Lindsay Prehn of CBP Lawyers has published a report looking at the various positive benefits that adopting a Building Information Modelling process can provide whilst also listing Australian BIM trends and comments on how although Australia are performing well in the world’s BIM climate, they can reach newer heights with more help.
Australia would benefit if specific protocols, universal definitions and standard form contracts were developed for the implementation of BIM, so that inconsistencies do not develop across jurisdictions,” expressed Prehn.
“The private sector has continued to embrace and drive the use of Building Information Modelling in Australia. BIMs have been used on recent high-profile projects such as Northwest Rail Link (NSW), Adelaide Oval (SA) and Cape Lambert Port B (WA) to name a few.
“While BIM is being widely used in Australia, its use in the market will not be assured until such time as there is greater certainty as to the protocols around how BIMs are implemented and how stakeholders’ rights are managed, either in an existing or a new legal framework. Some argue that this requires the government to take a formal or mandating position on the use of BIM.”

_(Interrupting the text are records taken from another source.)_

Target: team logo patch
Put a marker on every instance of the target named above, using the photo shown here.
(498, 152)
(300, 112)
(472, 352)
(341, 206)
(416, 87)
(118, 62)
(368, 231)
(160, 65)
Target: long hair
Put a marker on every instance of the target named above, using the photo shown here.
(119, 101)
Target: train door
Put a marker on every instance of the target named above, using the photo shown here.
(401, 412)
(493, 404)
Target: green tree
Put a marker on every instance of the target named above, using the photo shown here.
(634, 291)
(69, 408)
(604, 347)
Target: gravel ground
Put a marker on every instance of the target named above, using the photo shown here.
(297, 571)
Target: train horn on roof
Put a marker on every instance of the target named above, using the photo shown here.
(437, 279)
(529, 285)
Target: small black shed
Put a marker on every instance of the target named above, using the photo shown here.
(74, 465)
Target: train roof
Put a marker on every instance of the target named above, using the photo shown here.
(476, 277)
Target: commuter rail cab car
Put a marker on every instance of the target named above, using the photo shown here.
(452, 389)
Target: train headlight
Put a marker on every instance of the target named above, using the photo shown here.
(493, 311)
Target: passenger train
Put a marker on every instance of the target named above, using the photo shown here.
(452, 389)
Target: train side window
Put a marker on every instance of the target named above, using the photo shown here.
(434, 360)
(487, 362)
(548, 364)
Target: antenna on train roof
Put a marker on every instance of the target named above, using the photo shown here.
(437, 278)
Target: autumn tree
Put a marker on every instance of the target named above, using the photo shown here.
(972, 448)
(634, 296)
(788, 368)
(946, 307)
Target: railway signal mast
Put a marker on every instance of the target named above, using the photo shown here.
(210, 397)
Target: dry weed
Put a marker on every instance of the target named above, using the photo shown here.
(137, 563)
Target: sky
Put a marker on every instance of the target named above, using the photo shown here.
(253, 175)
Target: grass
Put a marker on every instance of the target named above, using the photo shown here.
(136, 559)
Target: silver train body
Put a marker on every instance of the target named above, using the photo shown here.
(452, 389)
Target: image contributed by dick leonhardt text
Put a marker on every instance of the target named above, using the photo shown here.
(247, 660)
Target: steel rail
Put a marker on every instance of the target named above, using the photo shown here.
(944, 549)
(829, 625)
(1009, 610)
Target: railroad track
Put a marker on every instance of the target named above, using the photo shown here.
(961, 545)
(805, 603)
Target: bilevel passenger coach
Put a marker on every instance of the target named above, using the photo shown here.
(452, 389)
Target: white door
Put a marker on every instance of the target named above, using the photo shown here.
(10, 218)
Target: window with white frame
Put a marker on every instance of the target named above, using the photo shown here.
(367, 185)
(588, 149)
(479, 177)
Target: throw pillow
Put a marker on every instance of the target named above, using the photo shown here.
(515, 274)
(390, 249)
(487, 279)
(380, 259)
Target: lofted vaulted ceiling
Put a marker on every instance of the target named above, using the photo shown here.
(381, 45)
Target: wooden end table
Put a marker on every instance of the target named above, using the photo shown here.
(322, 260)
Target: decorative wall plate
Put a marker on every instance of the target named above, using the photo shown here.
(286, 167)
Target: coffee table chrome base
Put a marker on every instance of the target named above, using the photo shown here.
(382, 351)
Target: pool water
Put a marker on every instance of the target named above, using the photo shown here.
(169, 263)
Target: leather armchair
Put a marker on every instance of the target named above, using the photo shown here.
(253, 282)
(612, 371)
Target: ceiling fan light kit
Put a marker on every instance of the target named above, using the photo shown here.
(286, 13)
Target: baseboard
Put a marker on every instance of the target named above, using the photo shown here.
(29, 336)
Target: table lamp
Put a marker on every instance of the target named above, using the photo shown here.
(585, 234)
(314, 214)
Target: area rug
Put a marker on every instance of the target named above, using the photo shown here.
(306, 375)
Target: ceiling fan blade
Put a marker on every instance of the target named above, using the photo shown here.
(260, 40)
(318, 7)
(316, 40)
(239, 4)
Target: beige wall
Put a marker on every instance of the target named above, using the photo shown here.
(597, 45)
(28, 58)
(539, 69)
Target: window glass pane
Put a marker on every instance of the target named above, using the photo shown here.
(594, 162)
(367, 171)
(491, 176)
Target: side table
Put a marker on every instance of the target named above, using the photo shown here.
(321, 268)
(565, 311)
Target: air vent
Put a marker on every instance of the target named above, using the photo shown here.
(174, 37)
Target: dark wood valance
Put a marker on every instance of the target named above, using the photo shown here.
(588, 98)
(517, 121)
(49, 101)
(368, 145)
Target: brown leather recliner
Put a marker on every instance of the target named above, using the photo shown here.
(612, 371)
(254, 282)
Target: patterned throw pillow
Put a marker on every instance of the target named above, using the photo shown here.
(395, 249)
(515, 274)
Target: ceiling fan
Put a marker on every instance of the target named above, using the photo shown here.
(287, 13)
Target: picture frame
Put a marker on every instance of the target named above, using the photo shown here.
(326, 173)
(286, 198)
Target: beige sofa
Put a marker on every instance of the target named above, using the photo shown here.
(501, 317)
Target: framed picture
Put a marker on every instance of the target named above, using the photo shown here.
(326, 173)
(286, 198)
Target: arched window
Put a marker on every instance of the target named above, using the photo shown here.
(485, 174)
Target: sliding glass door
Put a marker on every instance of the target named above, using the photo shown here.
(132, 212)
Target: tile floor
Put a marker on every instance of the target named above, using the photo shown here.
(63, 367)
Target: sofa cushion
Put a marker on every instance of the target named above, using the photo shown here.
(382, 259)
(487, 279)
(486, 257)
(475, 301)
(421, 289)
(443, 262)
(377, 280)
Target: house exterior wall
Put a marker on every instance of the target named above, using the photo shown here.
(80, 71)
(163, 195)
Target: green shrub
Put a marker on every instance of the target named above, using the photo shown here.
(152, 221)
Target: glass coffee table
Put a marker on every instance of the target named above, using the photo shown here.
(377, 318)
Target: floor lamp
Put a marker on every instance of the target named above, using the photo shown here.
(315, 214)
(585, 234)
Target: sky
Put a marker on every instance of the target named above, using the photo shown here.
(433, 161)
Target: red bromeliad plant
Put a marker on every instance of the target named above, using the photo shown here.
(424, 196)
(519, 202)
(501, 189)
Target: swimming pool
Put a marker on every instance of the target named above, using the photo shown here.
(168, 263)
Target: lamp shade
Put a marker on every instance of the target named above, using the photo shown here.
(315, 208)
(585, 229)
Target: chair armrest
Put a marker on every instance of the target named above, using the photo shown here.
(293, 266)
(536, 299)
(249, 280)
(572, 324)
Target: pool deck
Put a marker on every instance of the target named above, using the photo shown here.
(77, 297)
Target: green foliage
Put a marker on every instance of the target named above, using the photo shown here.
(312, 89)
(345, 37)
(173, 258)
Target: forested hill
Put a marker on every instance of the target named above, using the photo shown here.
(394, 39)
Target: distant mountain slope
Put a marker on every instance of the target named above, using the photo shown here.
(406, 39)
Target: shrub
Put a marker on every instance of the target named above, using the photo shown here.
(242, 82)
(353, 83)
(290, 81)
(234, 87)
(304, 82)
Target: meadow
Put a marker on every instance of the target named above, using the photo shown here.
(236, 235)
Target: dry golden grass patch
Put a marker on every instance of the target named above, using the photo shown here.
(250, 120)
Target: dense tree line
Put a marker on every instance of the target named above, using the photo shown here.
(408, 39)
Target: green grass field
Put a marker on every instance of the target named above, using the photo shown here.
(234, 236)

So in what ways can the rights of project stakeholders be improved compared the current situation? Prehn elaborates: “The great benefit of BIM is that it encourages greater collaboration between all stakeholders, resulting in time and cost efficiencies. However, it is this very collaboration that risks blurring the lines of responsibility between the various consultants, contractors and subcontractors, which raises the greatest concerns legally for how a party’s rights and responsibilities are managed when participating in a BIM.
“As there has been very little litigation regarding building information models, it remains to be seen what would happen in circumstances where a party submits incomplete design information.”
Although optimistic regarding the implementation of protocols, Prehn is also realistic, and believes that unfortunately, Australia is nowhere close to receiving a BIM mandate from the Government.
“As the use of BIM takes root in even wider aspects of construction, infrastructure and mining, it is surely only a matter of time before either the private or public sector formulates a protocol to take fuller advantage of the cost and time efficiencies which the US is already enjoying.
“While a helpful endorsement of the benefits of BIM, this is still a long way from a mandate and leaves the private sector to continue utilising BIM in a vacuum with no specific protocols for the implementation of BIM, no universal definitions and no standard form contracts.”